Tories threaten to stop Theresa May triggering election as poll puts Jeremy Corbyn in reach of Number 10
2 min read
Theresa May has been warned by her own MPs against plunging the country into a fresh general election as a new poll put Jeremy Corbyn's Labour Party five points clear of the Tories.
The latest Deltapoll study for the Mail on Sunday shows that a seven-point Conservative lead has evaporated over the past month amid ongoing political turmoil over Brexit.
Labour currently stands at 41 percent, five points ahead of the Tories on 36.
The result would hand Labour 307 seats at an election - just 19 short of a majority - while the Conservatives would plummet to 264 MPs.
The poll came as Conservative MPs threatened to try and block an election - and amid reports of deep division in Number 10 about whether or not to head to the polls in the wake of a third defeat for Mrs May's Brexit deal.
In comments seen as an election hint, the Prime Minister responded to Friday's defeat by saying she was "reaching the limits of this process in this House".
But Foreign Office minister Sir Alan Duncan told The Observer: "If we have a general election before Brexit is resolved, it will only make things worse."
Other Tory MPs signalled that they would actively vote to stop the Prime Minister triggering an election, something that requires the support of two-thirds of the House of Commons under the Fixed-Terms Parliament Act.
Pro-EU backbencher Antoinette Sandbach said: "The answer is not a general election, and I would vote against that. We need to find a way forward in Parliament."
Prominent Brexiteer Mark Francois, deputy chairman of the European Research Group, meanwhile told the paper there was "not a chance" MPs would support Mrs May taking the party into an election.

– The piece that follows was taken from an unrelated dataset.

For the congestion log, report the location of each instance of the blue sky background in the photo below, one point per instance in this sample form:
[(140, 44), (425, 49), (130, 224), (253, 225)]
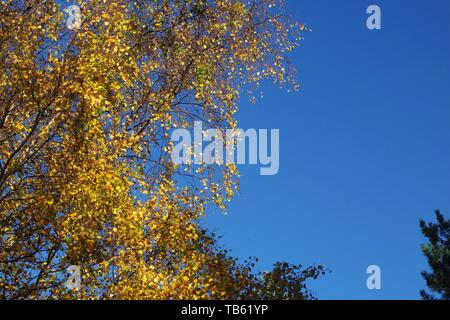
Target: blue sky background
[(365, 149)]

"Of course they wouldn’t – not after last time. And remember, she needs a super majority to do it," he said.
One Brexiteer cabinet minister told The Sunday Times that a general election would be "an act of ultimate self-harm" as the paper reported that key Downing Street aides were at odds over whether to accept a softer form of Brexit or call a snap poll.
Theresa May's communications chief Robbie Gibb and her political secretary Stephen Parkinson are said to be pushing for an election to break the Brexit deadlock.
But the Prime Minister's chief of staff, Gavin Barwell, and deputy, David Lidington, are said to prefer a cross-party deal to accept a customs union - a move that would enrage Brexiteers in the Cabinet.